• Gaurav Bagur

An Uncertain Future for Liberal Democracy in Hong Kong

The arrest of Hong Kong media tycoon Jimmy Lai made waves in international circles as the latest act in the ongoing saga of tensions between Hong Kong and mainland China. He was arrested at his home on August 10 on charges of colluding with foreign forces.


After making his fortune in the garment industry with the fashion brand Giordano, Lai’s next venture was his media company, Next Digital. He launched Next Magazine in 1989, and followed up with the launch of tabloid newspaper Apple Daily in 1995. While popular, his publications have been criticized on grounds of sensationalism and political bias, and fomenting chaos and violence. Lai is also known in Hong Kong as a pro-democracy activist and prominent opponent of the Chinese government. He has previously been detained in relation to illegal protests.
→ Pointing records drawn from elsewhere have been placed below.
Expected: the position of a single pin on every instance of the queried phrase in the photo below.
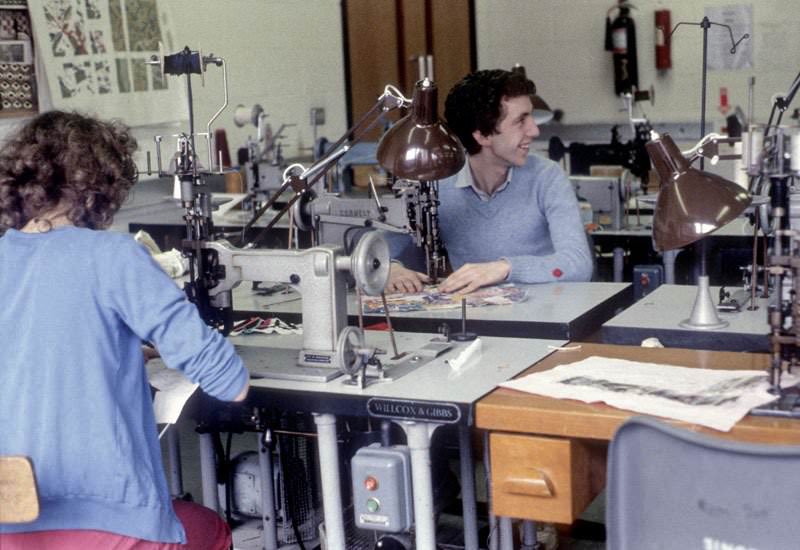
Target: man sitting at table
(508, 215)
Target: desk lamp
(691, 204)
(420, 147)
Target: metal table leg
(333, 513)
(468, 499)
(208, 472)
(174, 453)
(269, 536)
(419, 443)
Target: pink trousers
(205, 530)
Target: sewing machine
(262, 156)
(216, 266)
(411, 209)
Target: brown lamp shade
(419, 146)
(691, 203)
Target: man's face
(515, 132)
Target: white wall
(285, 55)
(561, 45)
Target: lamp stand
(704, 312)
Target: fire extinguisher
(663, 49)
(621, 41)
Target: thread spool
(221, 151)
(755, 145)
(740, 164)
(243, 115)
(794, 145)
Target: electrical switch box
(382, 497)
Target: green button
(373, 505)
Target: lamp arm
(783, 102)
(708, 147)
(390, 99)
(219, 62)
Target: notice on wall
(721, 39)
(95, 53)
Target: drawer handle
(535, 485)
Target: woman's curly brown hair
(66, 159)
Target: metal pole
(208, 472)
(328, 449)
(468, 500)
(269, 536)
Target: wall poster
(94, 53)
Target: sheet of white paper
(174, 390)
(740, 20)
(709, 397)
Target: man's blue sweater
(533, 222)
(74, 394)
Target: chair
(670, 488)
(19, 498)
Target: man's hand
(470, 277)
(149, 352)
(402, 279)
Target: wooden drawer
(540, 478)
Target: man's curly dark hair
(66, 159)
(475, 103)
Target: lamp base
(704, 312)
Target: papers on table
(714, 398)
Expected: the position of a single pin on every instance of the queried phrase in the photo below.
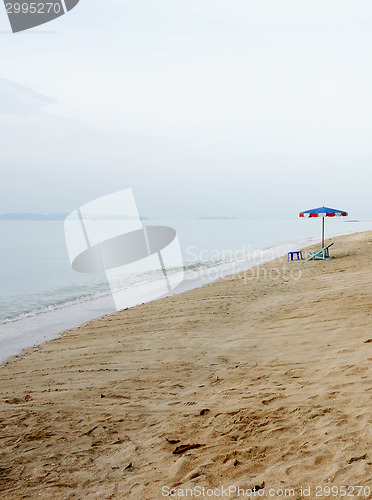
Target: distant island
(46, 217)
(217, 217)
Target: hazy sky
(202, 107)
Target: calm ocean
(40, 295)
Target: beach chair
(322, 254)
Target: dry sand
(281, 366)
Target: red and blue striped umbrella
(323, 212)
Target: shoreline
(50, 325)
(271, 376)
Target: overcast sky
(231, 107)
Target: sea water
(41, 295)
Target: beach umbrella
(323, 212)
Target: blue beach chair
(322, 254)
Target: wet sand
(270, 371)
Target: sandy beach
(269, 372)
On the same day as Lai’s arrest, over 200 police officers descended on the offices of Next Digital in an extensive raid. Four senior executives at Next Digital were also taken into custody. The high-profile operation was conducted under the purview of the controversial national security law passed in June 2020. Officially entitled “The Law of the People's Republic of China on Safeguarding National Security in the Hong Kong Special Administrative Region”, the legislation punishes four acts in broad terms: secession, subversion, terrorism and collusion with foreign powers.


Lai has been arrested under the fourth provision of the national security law, under suspicion of conspiring against the government. Chinese state media have labelled Lai a member of a new “Gang of Four”, a group of dissidents, in reference to his activism in Hong Kong. The original Gang of Four was a radical political faction that played a key figure in implementing Mao Zedong’s anti-capitalist Cultural Revolution from 1966-76, before being convicted of treasonous activities by Mao’s successors. The revival of the moniker appears to be part of Beijing’s strategy to target specific individuals and label them as troublemakers while the protest movement stirs up civil unrest in Hong Kong.


The Chinese government has also alleged that Lai is a “black hand” of the U.S. and represents the interests of anti-Chinese parties. In July 2019, Lai travelled to Washington, D.C., for a series of meetings with Vice President Mike Pence, Secretary of State Mike Pompeo and National Security Adviser John Bolton. In addition, his closest aide, Mark Simon, has ties to the CIA and the Office of Naval Intelligence. Lai and Simon have previously been connected to prominent Republican politicians, such as the former vice presidential candidate Sarah Palin and Paul Wolfowitz, the Deputy Secretary of Defense under the Bush administration. And a few months before Lai’s arrest, Apple Daily published a letter on its front page addressed to President Donald Trump, asking him to denounce the Chinese government’s impositions in Hong Kong. The letter ends with the words: “Mr. President, please help us. Thank you, and God bless.”


On his part, Lai denies that he has used his political connections to support and secure funding for protests in Hong Kong. In an interview with Bloomberg Television, he called the charges against him “trumped up” and lacking evidence. Lai, who was released on bail, also described his arrest as a violation of due process.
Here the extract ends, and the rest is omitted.